Karl Friston – A scientist for all seasons
When playing in his family’s garden on a hot day in summer, eight-year-old Karl Friston did something ordinary that many naturally curious eight-year-olds do. Karl turned over a log and became interested in wood lice scuttling about. After observing for some time, Karl did something far less ordinary. He deduced that the movement was random. It had no greater purpose. The wood lice were simply doing what wood lice do in response to their new conditions—any other explanation, he thought, would be fantasy.
Leap forward to a teenage Karl observing cherry trees blooming outside his bedroom. From that moment, he became preoccupied with the question: is it possible to understand everything starting with nothing?
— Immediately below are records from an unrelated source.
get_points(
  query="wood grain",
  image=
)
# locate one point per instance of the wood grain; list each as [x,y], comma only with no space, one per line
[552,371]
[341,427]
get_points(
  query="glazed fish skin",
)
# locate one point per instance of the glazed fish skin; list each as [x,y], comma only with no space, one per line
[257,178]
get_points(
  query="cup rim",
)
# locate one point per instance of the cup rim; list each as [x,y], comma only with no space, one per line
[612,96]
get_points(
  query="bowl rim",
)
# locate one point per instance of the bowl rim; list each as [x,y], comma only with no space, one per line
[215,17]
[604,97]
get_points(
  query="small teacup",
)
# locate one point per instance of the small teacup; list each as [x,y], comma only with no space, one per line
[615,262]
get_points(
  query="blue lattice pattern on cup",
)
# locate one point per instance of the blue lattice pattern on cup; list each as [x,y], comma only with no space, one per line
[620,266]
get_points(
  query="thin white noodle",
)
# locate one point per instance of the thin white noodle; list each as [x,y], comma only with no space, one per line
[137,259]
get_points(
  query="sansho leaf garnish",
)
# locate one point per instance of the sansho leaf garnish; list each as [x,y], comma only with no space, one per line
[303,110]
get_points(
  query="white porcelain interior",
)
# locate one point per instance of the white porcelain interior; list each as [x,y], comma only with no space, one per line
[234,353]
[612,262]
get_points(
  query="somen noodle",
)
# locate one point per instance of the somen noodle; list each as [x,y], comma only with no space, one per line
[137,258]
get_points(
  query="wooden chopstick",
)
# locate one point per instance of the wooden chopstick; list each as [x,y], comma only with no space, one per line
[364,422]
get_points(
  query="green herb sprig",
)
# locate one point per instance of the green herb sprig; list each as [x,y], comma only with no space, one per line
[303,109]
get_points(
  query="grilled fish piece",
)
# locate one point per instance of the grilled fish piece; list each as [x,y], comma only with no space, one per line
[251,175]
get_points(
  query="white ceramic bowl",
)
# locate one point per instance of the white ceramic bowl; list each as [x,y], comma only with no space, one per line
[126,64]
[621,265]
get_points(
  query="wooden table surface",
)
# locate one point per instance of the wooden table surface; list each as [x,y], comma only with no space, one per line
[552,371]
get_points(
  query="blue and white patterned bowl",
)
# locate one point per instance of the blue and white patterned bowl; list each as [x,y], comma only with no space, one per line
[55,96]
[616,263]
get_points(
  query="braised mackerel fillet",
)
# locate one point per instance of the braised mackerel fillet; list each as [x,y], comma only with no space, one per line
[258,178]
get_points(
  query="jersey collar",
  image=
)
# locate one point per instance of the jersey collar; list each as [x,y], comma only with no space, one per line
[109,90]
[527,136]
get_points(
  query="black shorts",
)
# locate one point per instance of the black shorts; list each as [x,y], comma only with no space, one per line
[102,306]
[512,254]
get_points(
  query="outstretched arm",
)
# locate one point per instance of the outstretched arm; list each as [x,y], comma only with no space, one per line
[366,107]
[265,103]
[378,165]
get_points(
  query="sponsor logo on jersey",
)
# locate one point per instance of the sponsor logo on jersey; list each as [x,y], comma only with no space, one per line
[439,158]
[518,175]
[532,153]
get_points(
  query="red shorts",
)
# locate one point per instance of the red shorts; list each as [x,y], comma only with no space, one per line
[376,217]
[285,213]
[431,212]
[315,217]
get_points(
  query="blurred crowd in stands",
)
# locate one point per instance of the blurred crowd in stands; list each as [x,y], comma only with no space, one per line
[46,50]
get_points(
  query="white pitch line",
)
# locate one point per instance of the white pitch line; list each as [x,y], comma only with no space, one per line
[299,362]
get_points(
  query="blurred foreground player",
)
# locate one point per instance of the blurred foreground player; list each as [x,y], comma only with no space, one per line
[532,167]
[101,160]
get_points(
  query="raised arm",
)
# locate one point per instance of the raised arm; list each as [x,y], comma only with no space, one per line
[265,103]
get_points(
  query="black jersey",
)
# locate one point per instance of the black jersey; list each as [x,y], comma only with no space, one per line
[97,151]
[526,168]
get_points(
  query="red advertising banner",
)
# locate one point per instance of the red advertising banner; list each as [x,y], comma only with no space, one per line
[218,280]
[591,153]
Leap forward again. Professor Karl Friston is a theoretical neuroscientist and Scientific Director of UCL’s Functional Imaging Lab. He has contributed hugely to our understanding of the human brain by having devised tools that make brain imaging decipherable to scientists. In 1990 he invented Statistical Parametric Mapping which has become an international standard for analysing brain imaging data.
His eight-year-old a-ha moment launched a leap in understanding human actions. The simple explanation for the self-organisation of wood lice underwrites all physics of all sentient systems. Karl’s biggest leap, though, the free energy principle, is the most exciting. It offers a unifying explanation not only for how the mind works and malfunctions, but also possibly an explanation for how the rest of the world works and malfunctions.
The question Karl asked himself as a teenager in the spring, stays with him.